The Nobel Prize in physics for 2016 has been awarded by the Royal Swedish Academy of Sciences on Tuesday with one half to David J. Thouless of University of Washington, Seattle, US and the other half to F. Duncan M. Haldane of Princeton University, US and J. Michael Kosterlitz of Brown University, Providence, US for theoretical discoveries of topological phase transitions and topological phases of matter.

F. Duncan M. Haldane. Photo: Princeton University, Comms. Office, D. Applewhite

F. Duncan M. Haldane. Photo: Princeton University, Comms. Office, D. Applewhite

It said, “This year’s Laureates opened the door on an unknown world where matter can assume strange states. They have used advanced mathematical methods to study unusual phases, or states, of matter, such as superconductors, superfluids or thin magnetic films.”
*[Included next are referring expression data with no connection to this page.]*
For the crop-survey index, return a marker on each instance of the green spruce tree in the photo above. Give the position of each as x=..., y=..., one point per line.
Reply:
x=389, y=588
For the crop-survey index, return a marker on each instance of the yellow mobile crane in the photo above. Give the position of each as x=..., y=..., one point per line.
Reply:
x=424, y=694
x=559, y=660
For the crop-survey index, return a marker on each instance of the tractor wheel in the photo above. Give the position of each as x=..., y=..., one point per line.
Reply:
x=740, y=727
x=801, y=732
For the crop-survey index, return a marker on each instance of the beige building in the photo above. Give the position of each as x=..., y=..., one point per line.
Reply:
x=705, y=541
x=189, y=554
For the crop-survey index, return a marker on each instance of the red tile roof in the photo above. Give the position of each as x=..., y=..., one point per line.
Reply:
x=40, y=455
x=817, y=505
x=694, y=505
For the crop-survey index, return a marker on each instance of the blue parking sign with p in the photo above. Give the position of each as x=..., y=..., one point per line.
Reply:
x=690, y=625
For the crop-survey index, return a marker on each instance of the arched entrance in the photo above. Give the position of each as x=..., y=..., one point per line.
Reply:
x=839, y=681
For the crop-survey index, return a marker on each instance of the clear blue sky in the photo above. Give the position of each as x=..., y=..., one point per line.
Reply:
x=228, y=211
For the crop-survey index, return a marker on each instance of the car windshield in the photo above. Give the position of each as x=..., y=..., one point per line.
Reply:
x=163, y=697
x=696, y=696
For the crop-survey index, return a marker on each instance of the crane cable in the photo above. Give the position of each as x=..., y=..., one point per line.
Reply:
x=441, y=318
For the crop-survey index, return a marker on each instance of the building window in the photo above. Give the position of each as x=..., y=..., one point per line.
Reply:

After their pioneering work, the hunt is now on for new and exotic phases of matter and many people are hopeful of future applications in both materials science and electronics, it said in a statement.

The three Laureates’ use of topological concepts in physics was decisive for their discoveries. Topology is a branch of mathematics that describes properties that only change step-wise. Using topology as a tool, they were able to astound the experts. In the early 1970s, Michael Kosterlitz and David Thouless overturned the then current theory that superconductivity or suprafluidity could not occur in thin layers. They demonstrated that superconductivity could occur at low temperatures and also explained the mechanism, phase transition, that makes superconductivity disappear at higher temperatures.

In the 1980s, Thouless was able to explain a previous experiment with very thin electrically conducting layers in which conductance was precisely measured as integer steps. He showed that these integers were topological in their nature. At around the same time, Duncan Haldane discovered how topological concepts can be used to understand the properties of chains of small magnets found in some materials.

We now know of many topological phases, not only in thin layers and threads, but also in ordinary three-dimensional materials. Over the last decade, this area has boosted frontline research in condensed matter physics, not least because of the hope that topological materials could be used in new generations of electronics and superconductors, or in future quantum computers.